By contrast, LAA chief executive Shaun McNally, who took up his post in April this year, having worked at the agency in different roles since 2012, maintained the organisation was performing well. The bad old days of its predecessor, the Legal Services Commission, when practitioners had to ‘wait 30 minutes to get through on the phone and considerably longer for bills and applications to be processed,’ were long gone. He accepted there were still ‘issues’ with CCMS, but insisted that the LAA’s customer service team were equipped to sort them out.
‘I feel proud of how the agency has been transformed over recent years,’ he said. ‘I lead an organisation where people who work within it are committed, supportive and care for each other and are absolutely passionate about the service they provide. They are proud to work for an agency which has a key role to play in the justice system.’

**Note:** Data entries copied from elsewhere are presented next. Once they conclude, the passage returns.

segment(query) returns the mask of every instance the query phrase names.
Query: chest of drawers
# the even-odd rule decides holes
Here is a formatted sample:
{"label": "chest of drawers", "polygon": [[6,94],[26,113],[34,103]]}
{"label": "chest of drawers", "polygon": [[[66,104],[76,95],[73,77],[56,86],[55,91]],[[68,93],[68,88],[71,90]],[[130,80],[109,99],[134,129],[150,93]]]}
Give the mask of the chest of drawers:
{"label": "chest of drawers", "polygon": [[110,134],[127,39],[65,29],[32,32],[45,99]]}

The LAA’s performance had improved, despite its budget being reduced by 34 per cent since 2010, he added, but warned it still had to find further savings of £11m during the current spending period. He suggested this could be achieved by envisaging a ‘different future’ for the LAA and practitioners. ‘What if we challenge ourselves to work in a different way? What if we had a different relationship that was akin to adult to adult? What if we understood and appreciated each others’ perspectives and were prepared to make a real difference?’
In her opening speech, LAPG co-chair Nicola Mackintosh QC (hon) had warned that, with so much pressure on its budget, the LAA should sort out CCMS as a matter of urgency. ‘It costs more and wastes money that would be better spent on clients. The taxpayer should not be paying for a system which is so clearly inefficient,’ she said. Alex Offer, a public law barrister at Garden Court North, told McNally that, while the legal aid bar was keen to work with the LAA, ‘we do not feel you are interested in working with us.’
‘My experience of Legal Aid Agency decision making is overwhelmingly that you exist not to promote access to justice but act as financial gatekeepers to reduce access to justice whenever you can.’ Offer cited the example of a Romany Gypsy who was ‘vulnerable and could not read’, who was denied exceptional case funding for a planning hearing, for which he would need to read ‘600 pages of planning guidance’. ‘The LAA seems to be willing to throw resources at preventing access to justice,’ said Offer.
McNally rejected the suggestion that LAA staff make decisions to save money. ‘The conversations I have with the teams do not lead me to believe that they are driven by cost but by the regulations.’ However, Nicola Mackintosh, a sole practitioner, specialising in community care and mental capacity work, suggested to McNally: ‘The experience with staff on the ground may not necessarily be in accordance with your aims.’
Delegates were equally trenchant in their criticism of the LAA’s insistence on including an ’embarrassment clause’ into its crime contract, a provision which is now subject to judicial review. The clause gives the agency to right to strip firms of their contracts if they bring it into disrepute and critics fear it will be used to muzzle practitioners.
Cris McCurley, partner at Ben Hoare Bell warned that if the clause is introduced into crime contracts, it will inevitably also be imposed on firms doing civil legal aid. ‘The LAA has told us they think it’s a fair clause and if we don’t want to sign it, we don’t have to – and we can just stop doing legal aid.’
LAPG director Carol Storer rejected LAA assurances that it was a standard term for government contracts. ‘What legal aid lawyers do is more important than an average contractor who is supplying services which are non-controversial. Our work we is all about challenging the state. We cannot accept this as reasonable.’
Richard Miller, Law Society head of legal aid, added that there are occasions when legal aid lawyers are under a professional duty to embarrass the LAA. ‘If they have cocked up your client’s claim and their case has been endangered, that would be a source of embarrassment to the LAA, or would be if they had any shame. It is wholly inappropriate for this clause to be in the contract. Unlike legal aid lawyers, other government contractors are not in the business of holding government to account.’
For those with longer memories, McNally’s call for an ‘adult to adult’ relationship with legal aid lawyers was reminiscent of similar attempts by one of his predecessors a decade earlier. Clare Dodgson, appointed as LSC chief executive in 2003, insisted she wanted to end the ‘Punch and Judy show’, and move to a ‘preferred supplier’ scheme for firms. Dodgson (who went on long term sick leave, never to return) lasted only two years in the post, and left with relations between firms and the commission no less fractious than they had been at the start of her brief tenure.